Let's take a deeper look at the FTP protocol, in order to better understand how we can load-balance it. In order for an FTP client to work properly, two connections must be opened between the client and the server:
The control connection is initiated by the FTP client to the TCP port 21 on the server. On the other end, the data connection can be created in different ways. The first way is the through an "active" FTP session. In this mode the client sends a "PORT" command which randomly opens one of its network port and instruct the server to connect to it using port 20 as source port. This mode is usually discouraged or even server configuration prevent it for security reasons (the server initiate the data connection to the client). The second FTP mode is the "passive" mode. When using the passive mode a client sends a "PASV" command to the server. As a response the server opens a TCP port and sends the number and IP address as part of the PASV response so the client knows what socket to use. Modern FTP clients usually use this mode first if supported by the server. There is a third mode which is the "extended opassive" mode. It is very similar to the "passive" mode but the client sends an "EPSV" command (instead of "PASV") and the server respond with only the number of the TCP port that has been chosen for data connection (without sending the IP address).

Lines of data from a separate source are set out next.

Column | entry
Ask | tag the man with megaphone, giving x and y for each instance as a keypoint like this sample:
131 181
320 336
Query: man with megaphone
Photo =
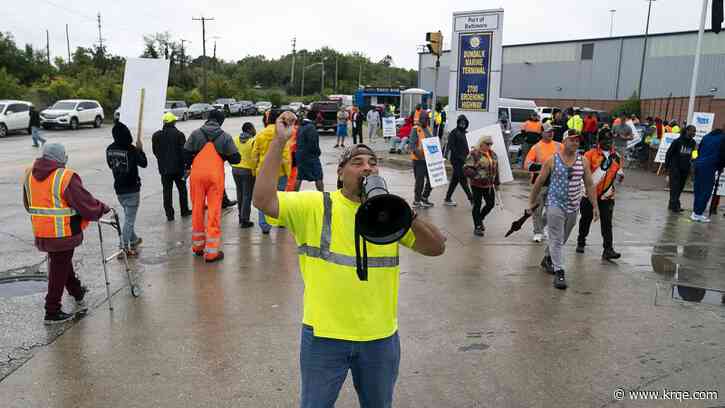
350 312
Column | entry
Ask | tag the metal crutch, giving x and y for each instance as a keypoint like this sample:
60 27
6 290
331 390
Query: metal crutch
113 222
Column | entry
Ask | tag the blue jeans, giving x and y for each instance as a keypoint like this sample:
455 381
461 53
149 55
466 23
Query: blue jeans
263 224
130 203
35 132
324 364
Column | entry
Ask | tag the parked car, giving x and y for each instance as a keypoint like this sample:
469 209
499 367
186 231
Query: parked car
247 108
72 113
329 114
296 106
229 106
14 115
178 108
199 110
517 111
263 106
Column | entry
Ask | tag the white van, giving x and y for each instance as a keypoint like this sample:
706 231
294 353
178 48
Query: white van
517 111
14 115
546 112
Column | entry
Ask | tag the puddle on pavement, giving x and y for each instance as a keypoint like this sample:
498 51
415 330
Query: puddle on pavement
698 295
686 263
22 287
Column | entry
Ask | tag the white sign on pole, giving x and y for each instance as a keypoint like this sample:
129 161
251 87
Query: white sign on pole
476 22
703 123
434 160
389 126
151 75
505 174
475 69
665 144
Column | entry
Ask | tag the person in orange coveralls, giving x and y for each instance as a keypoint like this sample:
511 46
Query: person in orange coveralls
204 153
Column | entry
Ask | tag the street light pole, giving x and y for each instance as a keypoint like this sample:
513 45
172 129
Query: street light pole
644 51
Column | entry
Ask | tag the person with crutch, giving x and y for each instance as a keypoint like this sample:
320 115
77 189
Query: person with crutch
60 209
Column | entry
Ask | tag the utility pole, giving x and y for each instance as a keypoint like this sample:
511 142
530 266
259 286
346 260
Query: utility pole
183 54
696 68
203 48
644 51
100 37
67 41
47 44
294 51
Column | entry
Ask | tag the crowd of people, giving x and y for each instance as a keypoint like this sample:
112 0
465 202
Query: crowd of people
574 165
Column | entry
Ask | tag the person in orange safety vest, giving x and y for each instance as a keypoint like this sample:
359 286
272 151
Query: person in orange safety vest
60 209
606 168
205 152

So now that we know how FTP works we also know that load-balancing FTP requires balancing both the control connections and the data connections. The load balancer must also make sure that data connections are sent the right backend server, the one which replied to the client command.
From your ECM side, there is not much to do but there are some pre-requisites:
The Alfresco configuration presented bellow is valid for both load balancing method presented later. Technically every bit of this Alfresco configuration is not required, depending on the method you choose, but applying the config as shown will work on both cases.

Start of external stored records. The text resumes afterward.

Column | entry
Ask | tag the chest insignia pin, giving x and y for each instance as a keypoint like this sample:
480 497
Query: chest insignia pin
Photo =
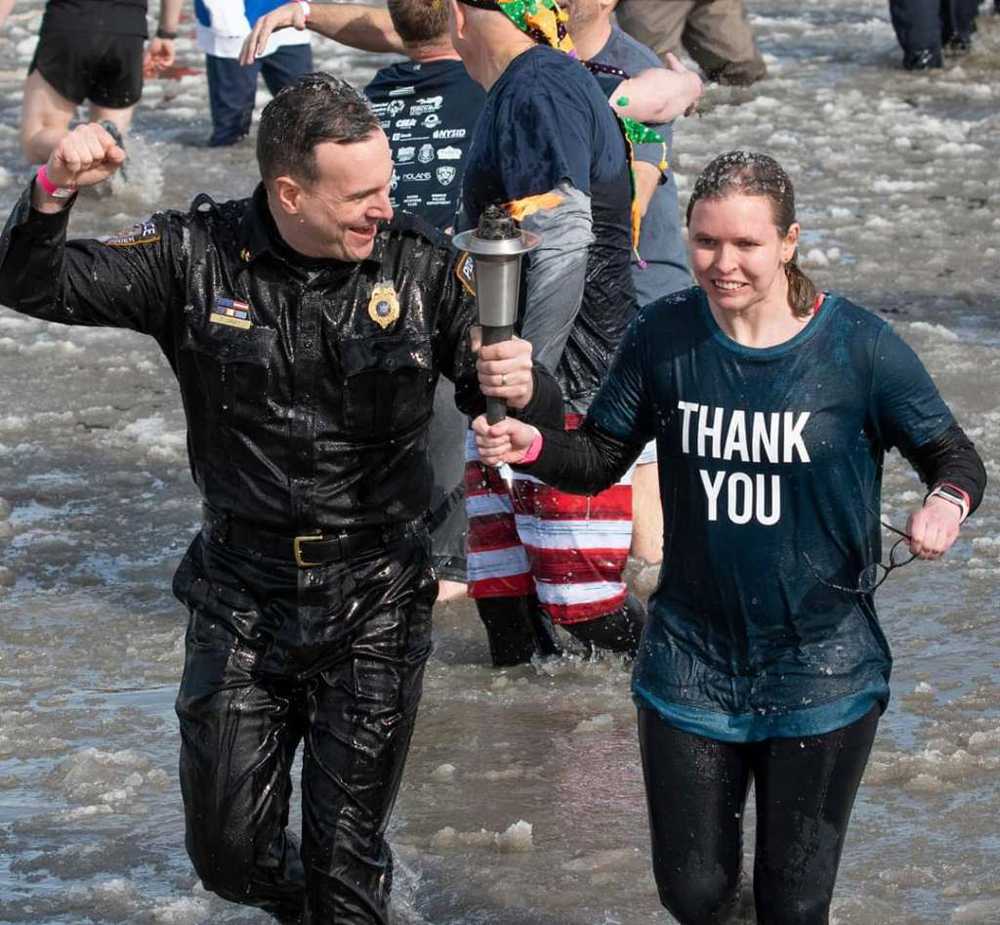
383 307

First of all you should prefer setting FTP options in the alfresco-global.properties file as Alfresco cluster nodes have different settings, which you may not set using either the admin-console or the JMX interface.
If you have already set FTP parameters using JMX (or the admin-console), those parameters are persisted in the database and need to be remove from there (using the "revert" action in JMX for example).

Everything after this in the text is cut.